Lab 12

AJAX and jQuery

Goal

Learn how to use sessions to secure scripts in two ways:
- Ensure that output is only shown if a user is logged in
- Ensure that queries only impact the data of a logged in user
Learn how to use AJAX (Asynchronous JavaScript) and jQuery to improve the efficiency of a script in two ways:
- Avoid completely refreshing a page with lots of dynamically generated content
- Pass a minimal amount of data in order to perform an operation

Connecting to server

Remember that you must...

Save your PHP files,
Upload them to the remote web server,
Open your scripts via an absolute URL and
Refresh by pressing SHIFT + reload on your web browser to be sure the page is being reloaded from the server.

Use WinSCP to connect to our remote server.

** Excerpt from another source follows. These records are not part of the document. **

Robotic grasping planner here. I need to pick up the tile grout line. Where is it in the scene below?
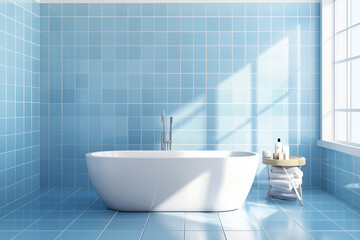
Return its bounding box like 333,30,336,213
273,198,319,240
244,202,271,240
0,188,51,213
55,191,100,240
0,190,51,220
216,212,227,240
97,211,119,240
310,192,360,239
139,210,152,240
11,189,80,239
309,203,356,239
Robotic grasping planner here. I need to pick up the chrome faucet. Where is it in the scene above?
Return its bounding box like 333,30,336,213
161,109,173,151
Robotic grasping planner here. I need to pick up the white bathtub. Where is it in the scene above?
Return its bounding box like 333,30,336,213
86,151,259,211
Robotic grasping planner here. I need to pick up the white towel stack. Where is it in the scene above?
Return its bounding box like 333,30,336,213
270,166,303,198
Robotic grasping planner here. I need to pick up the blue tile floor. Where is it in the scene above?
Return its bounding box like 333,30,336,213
0,189,360,240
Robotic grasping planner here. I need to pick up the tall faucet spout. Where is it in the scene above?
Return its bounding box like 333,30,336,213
161,109,173,151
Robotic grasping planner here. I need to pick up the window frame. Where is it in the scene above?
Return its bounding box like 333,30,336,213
317,0,360,157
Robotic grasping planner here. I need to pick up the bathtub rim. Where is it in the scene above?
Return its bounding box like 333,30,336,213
85,150,259,159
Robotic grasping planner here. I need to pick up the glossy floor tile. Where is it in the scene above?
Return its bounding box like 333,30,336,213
0,189,360,240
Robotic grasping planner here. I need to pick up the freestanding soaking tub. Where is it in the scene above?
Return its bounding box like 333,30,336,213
86,151,259,211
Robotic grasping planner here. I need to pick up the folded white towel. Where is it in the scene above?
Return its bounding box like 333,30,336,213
271,191,297,199
270,178,302,190
270,172,295,180
271,186,293,194
270,171,303,180
270,166,301,174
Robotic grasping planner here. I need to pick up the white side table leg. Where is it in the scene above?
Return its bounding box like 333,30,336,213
282,167,304,206
266,165,271,200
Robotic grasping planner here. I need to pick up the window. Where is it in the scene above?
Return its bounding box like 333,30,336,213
333,0,360,146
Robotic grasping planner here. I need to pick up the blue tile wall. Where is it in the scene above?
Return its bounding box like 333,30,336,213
321,148,360,208
40,3,322,187
0,0,40,207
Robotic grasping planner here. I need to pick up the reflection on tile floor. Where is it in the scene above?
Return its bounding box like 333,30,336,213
0,189,360,240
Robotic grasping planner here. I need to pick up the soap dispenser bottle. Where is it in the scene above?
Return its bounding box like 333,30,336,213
275,138,282,154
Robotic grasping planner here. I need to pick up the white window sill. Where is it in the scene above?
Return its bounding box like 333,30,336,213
317,140,360,157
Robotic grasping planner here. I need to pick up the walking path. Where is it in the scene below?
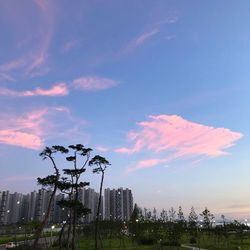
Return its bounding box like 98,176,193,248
181,244,206,250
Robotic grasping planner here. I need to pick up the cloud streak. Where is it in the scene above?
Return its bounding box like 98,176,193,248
115,115,243,172
0,83,69,97
72,76,118,91
0,107,86,150
0,0,55,78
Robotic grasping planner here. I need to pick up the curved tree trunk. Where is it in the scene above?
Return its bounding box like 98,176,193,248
95,171,104,250
32,185,57,250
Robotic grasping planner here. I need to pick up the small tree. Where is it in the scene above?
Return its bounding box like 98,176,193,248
168,207,176,222
89,155,111,250
188,206,198,229
160,209,168,223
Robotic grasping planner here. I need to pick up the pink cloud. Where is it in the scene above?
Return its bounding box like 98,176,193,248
0,109,48,149
0,107,86,150
73,76,117,91
2,175,37,182
62,40,78,53
0,0,55,77
95,146,110,152
121,28,159,54
115,115,243,171
0,129,43,149
0,83,69,97
133,28,159,46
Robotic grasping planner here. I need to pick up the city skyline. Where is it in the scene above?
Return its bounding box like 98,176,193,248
0,187,134,225
0,0,250,218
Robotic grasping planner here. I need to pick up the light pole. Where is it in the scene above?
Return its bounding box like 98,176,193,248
50,225,55,248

Details about your specific server, userid and password were emailed to you. Here is the general information:

Hostname: ftp.sienasellbacks.com or ftp.breimer.net
Username: userid@sienasellbacks.com or userid@breimer.net
Password: Sent via email
Port: 21
Use FTP; Do not use SFTP or SCM

Be sure to replace userid with your actual Siena userid; But, do not add @siena.edu

1. Improving manage courses (making it secure)

In your project3 folder, open manage_courses.php or create the file if you haven't already
Copy the following solution manage_courses.php in place of your code
Read the comments
How does this improved script ensure that only the logged in user can manage their courses? You don not have to answer this question, but it will be asked on the final exam
Consider that we can delete a course by navigating to a URL an entering the cid as a parameter, e.g., delete_courses.php?cid=1
Use what you've learned to secure the delete script, so that it will only delete a course "owned by" the logged in user. Hint: If you always fetch the uid from the session, the following query will ensure that a user can only delete their courses: DELETE FROM $table_name WHERE cid='$cid' AND uid='$uid'
Use what you've learned to make your edit (update) course script more secure. If you have yet to implement your edit script, move on and just make sure your manage courses and delete courses scripts are secured.

TASK CHECK

Show your instructor that both manage courses and delete are now secured, i.e., they will only work for logged in users and will only delete the courses of a logged in user

2. Improving delete courses (making it efficient)

In functions.php make sure your page generation function includes the custom.js script
In manage_courses.php entirely remove the href attribute of the delete link and instead "pass" the cid using the id attribute
Add the class delete to the list of class names
Note that without the href this a tag will act as a button instead of a hyperlink

In the js folder, open custom.js and add the following code:

$(function () {
  $('[data-toggle="popover"]').popover()
  
  $(".delete").click(doIt);
  
  function doIt() {
	  
	  var cid = this.id; // HTML nodes have an id field that we can use to know exactly which delete button was clicked	  
	  alert("CID: " + cid);
	  
	  var btn = $(this); // btn is now a jquery object constructed from the HTML node
	  alert("BTN: " + btn.html())  // jquery objects have useful methods like html, which fetches the inner HTML of the tag
	
		// Rather than have the browser hyperlink to the script, we call the script asynchronously using the jQuery ajax method	
		var myurl = "delete_course.php?cid="+cid;  
		$.ajax({
				url: myurl, 
				success: function(data){
					btn.parent().parent().remove();
					alert(data);
				}
		}); 
  }
});

Read the comments carefully
Test the script by uploading it to the server
Remove the alert once you are convinced it is working

TASK CHECK

Show your instructor that delete is now working using asynchronous javascript.

DELIVERABLE

None. To get credit for lab you must work productively for the 2 hour period.

Do not share

While it is OK to help other students with concepts and general trouble-shooting, you should not share code. It is expected that each individual project will be unique.